He started to protest, but instead sank down to the table. He hadn't eaten all day and even though he was feeling unusually irritable, that didn't mean he didn't need to eat.
He watched her as she got the meal ready. She was clad in some sort of baggy muumuu-like gown that covered her from neck to feet and obscured any hint of the curves beneath. And he found it sexy as hell. Maybe it was because he knew intimately what lay beneath the flowered material.
He hadn't touched her since the night they had made love, but that didn't mean he hadn't thought about it. Even though he'd come home each night beyond exhaustion, in those moments before failing asleep in his big, lonely bed, he'd thought about their night spent together.
The microwave dinged its completed heating as she set a glass of iced tea before him. "You know, you don't have to do this every night," he said as she placed the plate of chicken, rice and corn in front of him.
She sat across from him with a glass of tea for herself. "I really don't mind. There isn't much for me to do here, especially since I don't have my paints. Besides…" She smiled, the wide, generous smile that never failed to create a catch in his breathing. "Cooking for you seems to be the least I can do for your hospitality in letting me stay here."
She was too good to be true, he thought as he began to eat the meal she'd prepared. She was too centered, too generous, too easy-going and at peace with herself. He wasn't sure why, but something in his current mood made him want to pick a fight with her, see her peaceful tranquility shatter.
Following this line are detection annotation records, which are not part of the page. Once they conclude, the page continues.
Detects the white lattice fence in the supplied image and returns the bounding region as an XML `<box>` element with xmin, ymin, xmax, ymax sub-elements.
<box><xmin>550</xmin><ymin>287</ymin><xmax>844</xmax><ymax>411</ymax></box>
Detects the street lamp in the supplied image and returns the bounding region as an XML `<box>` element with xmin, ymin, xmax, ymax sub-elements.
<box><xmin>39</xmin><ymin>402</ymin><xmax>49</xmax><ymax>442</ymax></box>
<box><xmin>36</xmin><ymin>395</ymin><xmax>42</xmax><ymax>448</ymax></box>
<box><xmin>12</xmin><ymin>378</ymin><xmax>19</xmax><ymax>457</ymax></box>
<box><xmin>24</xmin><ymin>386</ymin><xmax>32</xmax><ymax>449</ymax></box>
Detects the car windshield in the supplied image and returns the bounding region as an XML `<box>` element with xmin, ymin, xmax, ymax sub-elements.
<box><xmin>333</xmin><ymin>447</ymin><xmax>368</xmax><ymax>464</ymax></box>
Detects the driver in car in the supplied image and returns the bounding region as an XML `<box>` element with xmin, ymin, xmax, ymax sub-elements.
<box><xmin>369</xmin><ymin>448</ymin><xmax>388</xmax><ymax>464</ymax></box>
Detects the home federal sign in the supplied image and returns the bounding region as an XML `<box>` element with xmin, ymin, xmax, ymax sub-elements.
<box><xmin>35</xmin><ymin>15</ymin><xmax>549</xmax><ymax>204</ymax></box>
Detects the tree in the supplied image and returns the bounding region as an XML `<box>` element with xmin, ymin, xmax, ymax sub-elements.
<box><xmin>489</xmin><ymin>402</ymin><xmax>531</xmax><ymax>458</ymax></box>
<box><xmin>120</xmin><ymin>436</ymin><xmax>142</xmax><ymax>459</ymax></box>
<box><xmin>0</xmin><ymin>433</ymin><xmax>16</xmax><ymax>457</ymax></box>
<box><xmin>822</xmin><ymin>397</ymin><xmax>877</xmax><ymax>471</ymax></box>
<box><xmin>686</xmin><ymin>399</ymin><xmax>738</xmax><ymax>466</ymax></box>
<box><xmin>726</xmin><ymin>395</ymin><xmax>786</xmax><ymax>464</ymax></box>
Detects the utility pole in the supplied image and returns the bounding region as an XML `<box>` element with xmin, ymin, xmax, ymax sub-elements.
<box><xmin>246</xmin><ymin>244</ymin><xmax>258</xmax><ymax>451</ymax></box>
Instead he focused on the meal, knowing that the frustration he felt, the need to lash out at something or someone had nothing to do with her, but rather the feeling of inadequacy that gnawed at him concerning his work.
Still, the delicious meal did nothing to staunch the roiling emotions that threatened to explode inside him. The moment he finished eating, she reached for his plate but he stopped her by grabbing her wrist. "You aren't my maid, Tamara. I can put my own plate in the dishwasher."
Her eyes were huge as she gazed at him. "Okay," she said and pulled her wrist from his grip. She remained standing as if uncertain what to do next. "I'll just let you finish up here then." She picked up her sketch pad and pencils and left the kitchen.
A mixture of emotions sliced through him as he rinsed his plate and put it in the dishwasher, emotions he couldn't begin to name or even identify.
Maybe it was just a combination of exhaustion and frustration, and perhaps a bit of sexual want for the woman he shouldn't want.
He went into the living room where she was seated on one of the chairs. The television played softly, tuned to a popular sitcom. He sat in the other chair, staring unseeing at the television screen, too aware of her so close to him.
Closing his eyes, he rubbed his forehead in an attempt to dispel the visions of death that he'd viewed all day long. Greg Maxwell. Sam McClane. Tim O'Brien. He'd spent much of his day looking at the crime-scene photos, seeing those men naked and vulnerable in death.
"Clay? Are you all right? Do you have a headache?"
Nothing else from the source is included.